If we had the luxury of being able to answer the questions, I’d agree. But ISIS is moving fast. I know that all our meddling largely resulted in ISIS in the first place, but there’s nothing we can do about that now. All we can do is try to clean up the mess the neocons have made over there. Airstrikes will do some damage without getting us too tangled up in that quagmire. It did work in Libya (for the record, I opposed that invasion on constitutional grounds). But it did work in Libya, and it will, at the very least, weaken ISIS. The people of Iraq know why we’re doing it, and if they have any sense, they’ll stand up to ISIS before it’s too late for all of them. It’s going to be ugly no matter what, and many innocents will die. Better ISIS die along with them.

#17 Comment By AGD On August 9, 2014 @ 8:05 am

There is a significant distinction between preemptive war against a nation-state and military intervention to save tens of thousands of people in immediate danger from non-state and quasi-state actors.

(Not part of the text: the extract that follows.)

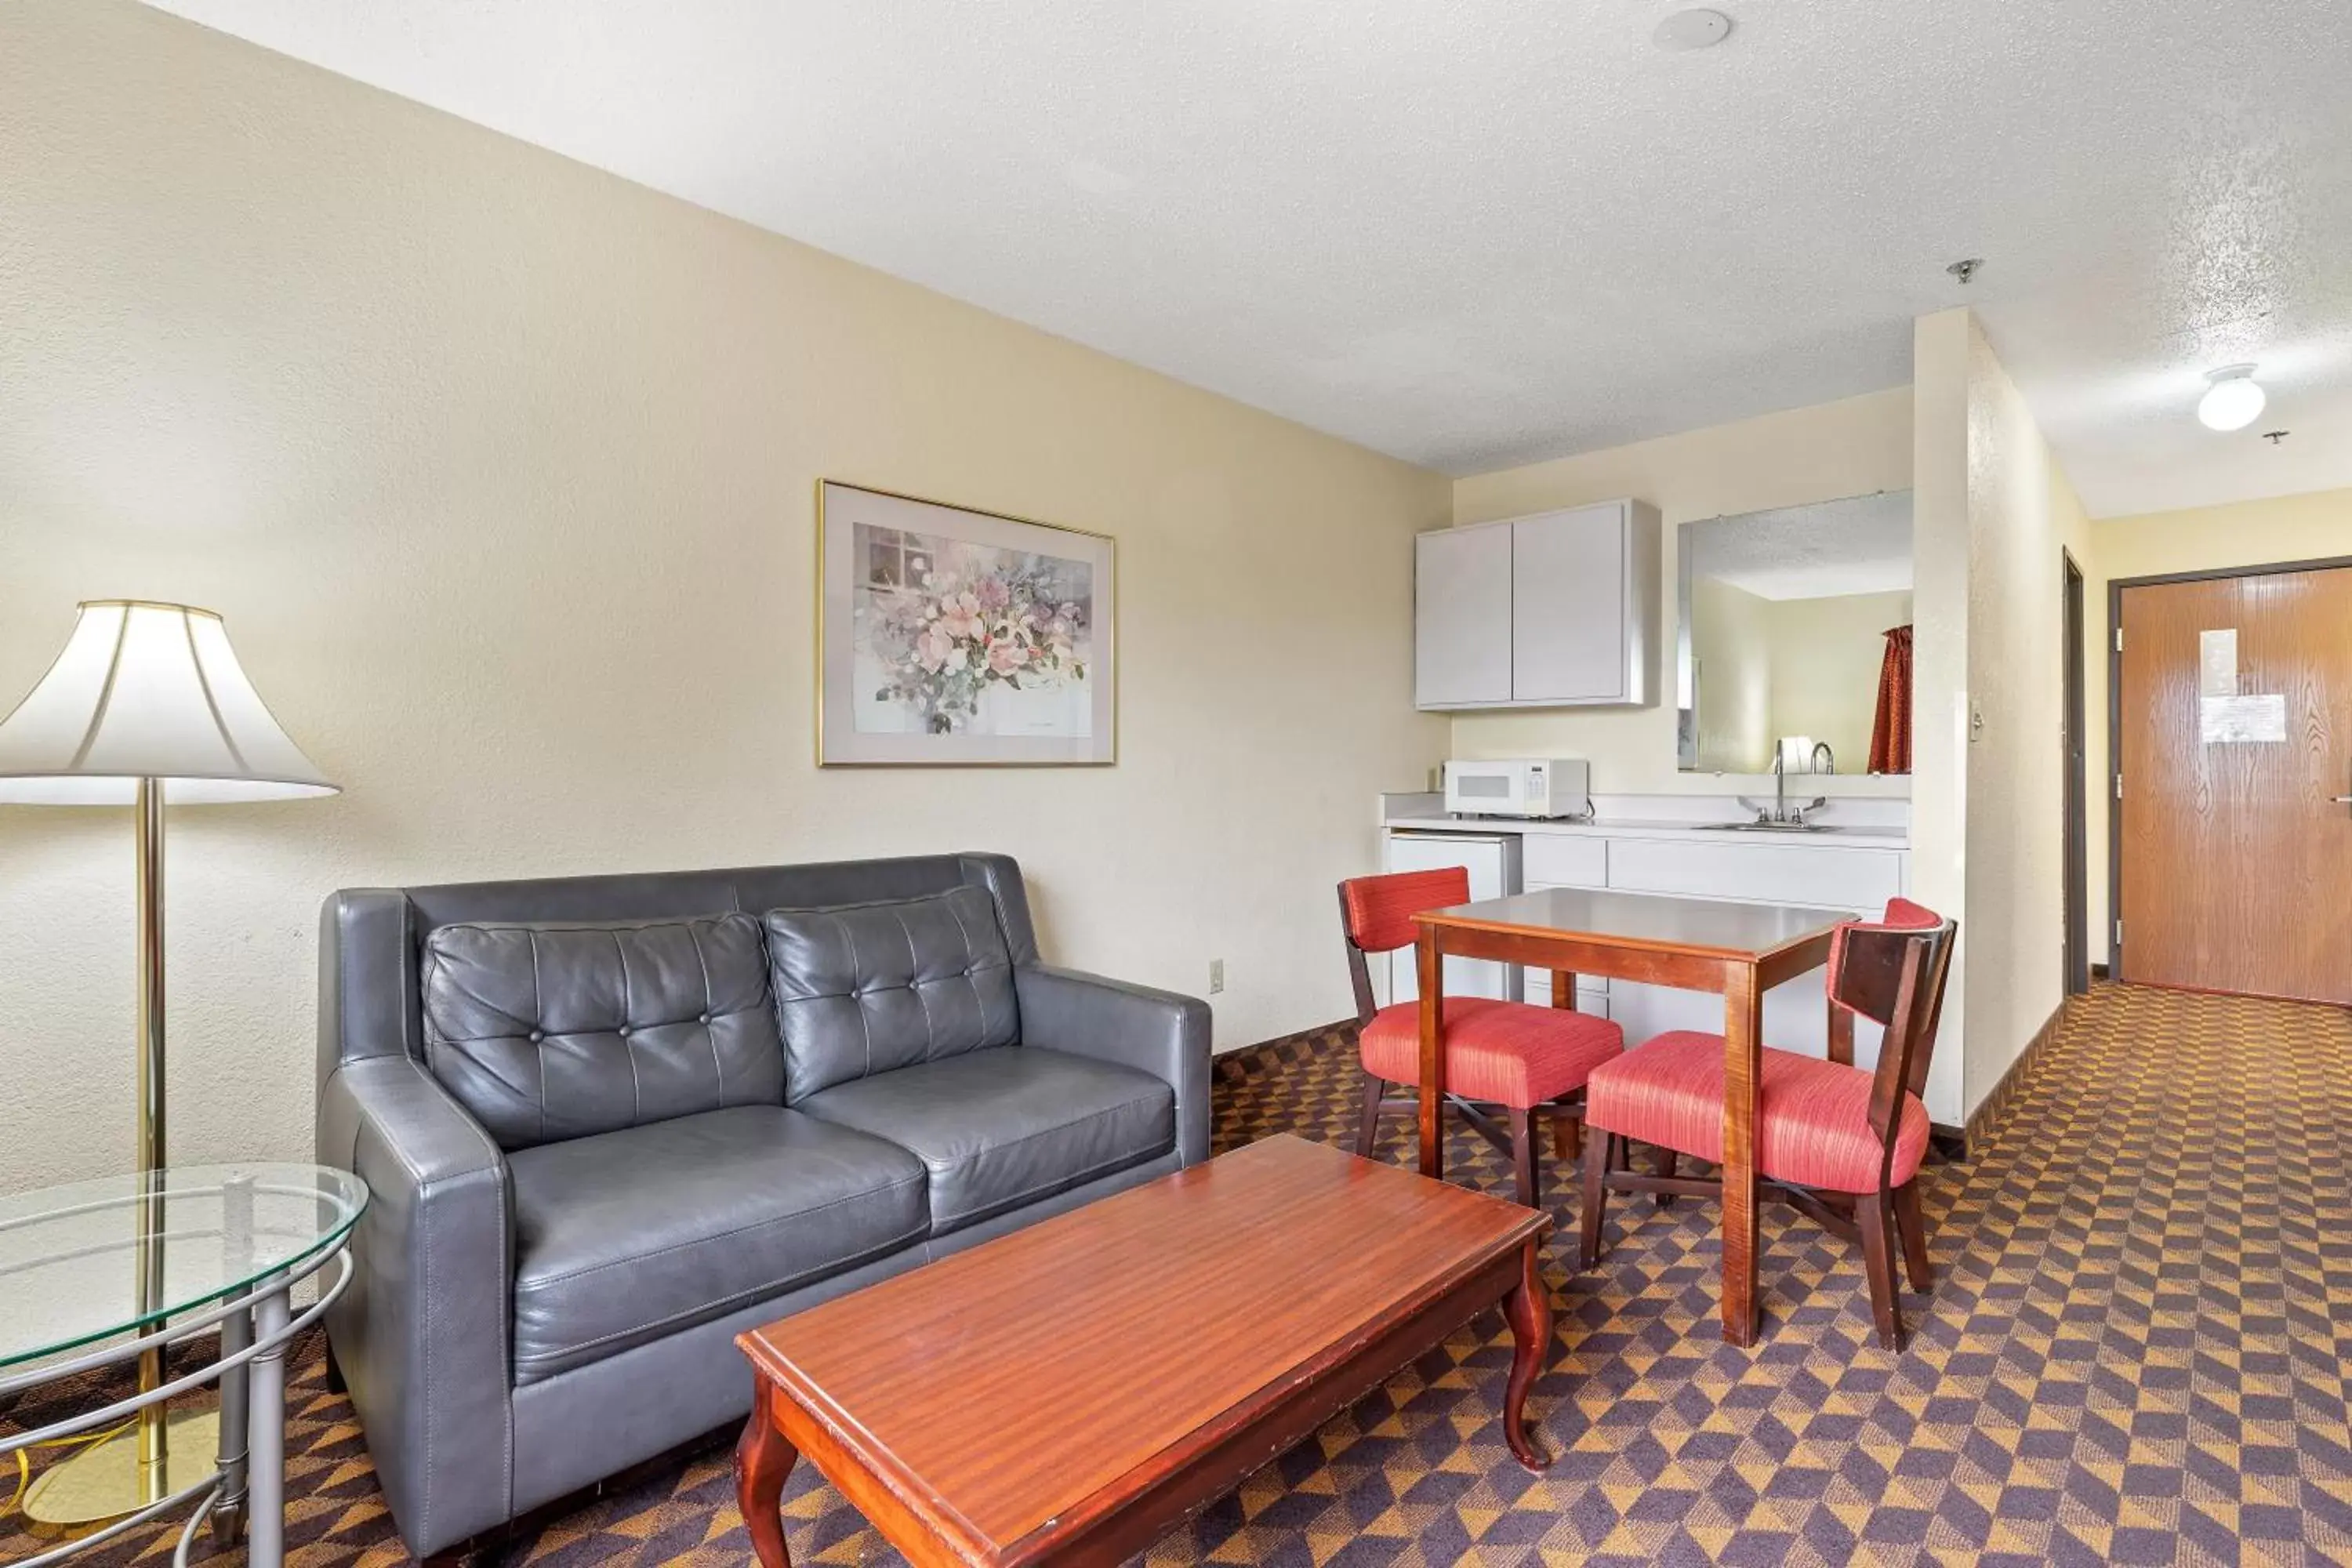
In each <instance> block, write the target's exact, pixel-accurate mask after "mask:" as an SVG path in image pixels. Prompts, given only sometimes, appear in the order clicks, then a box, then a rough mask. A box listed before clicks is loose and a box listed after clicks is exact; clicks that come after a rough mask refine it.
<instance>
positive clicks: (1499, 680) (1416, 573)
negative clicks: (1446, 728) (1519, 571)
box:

#18 Comment By EliteCommInc. On August 10, 2014 @ 6:00 pm

“did work in Libya (for the record, I opposed that invasion on constitutional grounds). But it did work in Libya, and it will, at the very least, weaken ISIS. The people of Iraq know why we’re doing it, and if they have any sense, they’ll stand up to ISIS before it’s too late for all of them.”

I am not sure you have been attending to the news coming out of Libya, lately.

#19 Comment By jk On August 11, 2014 @ 2:19 pm

There is stupid bias to action in politics and bureaucrats in general. Doing something is better than nothing. Kind of like the hamster on the spinning wheel.

What these bureaucrats and chicken hawks do not realize is that choosing not to act is also a decision.

They also forget about the law of unintended consequences. Interjecting more things, more “solutions” in an unstable system will only lead to more unintended consequences, further escalation.